La primera gran grieta es la pérdida de soberanía política, económica y militar. España renunció a su propia moneda, entregó buena parte del control de su política económica a Bruselas y subordinó su capacidad militar a la OTAN. Las grandes decisiones estratégicas del país ya no se toman aquí, sino en instituciones donde los ciudadanos españoles no tienen capacidad real de decisión. Y a esta cesión de soberanía exterior se suma otra interna: décadas de dependencia parlamentaria de los partidos separatistas han convertido la integridad territorial y la cohesión nacional en moneda de chantaje político. El resultado es un Estado cada vez más limitado, más débil y menos dueño de su propio destino.

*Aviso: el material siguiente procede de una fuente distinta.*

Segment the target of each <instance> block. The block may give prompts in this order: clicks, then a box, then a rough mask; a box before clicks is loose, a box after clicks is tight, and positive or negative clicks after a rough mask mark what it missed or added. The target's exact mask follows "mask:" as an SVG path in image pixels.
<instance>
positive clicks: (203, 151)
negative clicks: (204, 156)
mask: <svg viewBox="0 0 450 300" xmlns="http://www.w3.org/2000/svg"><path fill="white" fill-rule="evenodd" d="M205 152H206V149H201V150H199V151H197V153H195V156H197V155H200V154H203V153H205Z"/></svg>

El segundo gran efecto del régimen del 78 ha sido la transformación cultural y demográfica del país. Bajo el discurso de la apertura y el cosmopolitismo, España ha experimentado una inmigración masiva que lejos de responder a los intereses de los trabajadores, ha coincidido con un deterioro de las condiciones laborales, una sensación creciente de pérdida de referencias culturales propias y un aumento constante de quejas vecinales por problemas de convivencia y seguridad. Todo ello dentro de un modelo migratorio impuesto por los grandes empresarios, más interesados en disponer de mano de obra barata que en la cohesión social del país. Al mismo tiempo, la cultura nacional ha ido perdiendo peso frente a un cosmopolitismo que diluye la identidad española para convertir a los ciudadanos en meros consumidores y ante la expansión del islam en varias zonas del país.
El tercer pilar del fracaso del régimen del 78 es el económico. Lejos de garantizar prosperidad, este modelo ha convertido la vivienda en un bien de lujo inaccesible para amplias capas de la población, ha arruinado al campo español bajo las imposiciones de Bruselas y ha permitido el desmantelamiento progresivo de la industria nacional. La economía se ha orientado hacia un sector servicios precario y de bajo valor añadido, mientras los sucesivos gobiernos han impulsado privatizaciones masivas y han entregado sectores esenciales ( como la energía, telecomunicaciones, transporte, sanidad o vivienda) a grandes empresas privadas y fondos de inversión. A ello se suma el deterioro del sistema educativo, sometido a reformas partidistas y recortes que han erosionado su capacidad para garantizar la igualdad de oportunidades y cohesión social. El resultado es un país sin autonomía productiva, sin estabilidad laboral y con una clase trabajadora cada vez más empobrecida, atrapada en un modelo que sirve más a las élites económicas que al bienestar del conjunto de la población.
A la luz de todo ello, cuesta sostener el discurso triunfalista con el que cada 6 de diciembre se intenta revestir al régimen del 78. Lo que nació como un proyecto que prometía libertad y bienestar ha terminado consolidando un país más pobre y más servil ante las multinacionales y otras potencias extranjeras. Por eso, más que un motivo de celebración, este aniversario debería servir para abrir un debate serio sobre el modelo político y económico que ha llevado a los trabajadores españoles a vivir peor que sus padres. Quizá ha llegado el momento de empezar a escribir una nueva etapa, esta vez al servicio de quienes sostienen el país cada día.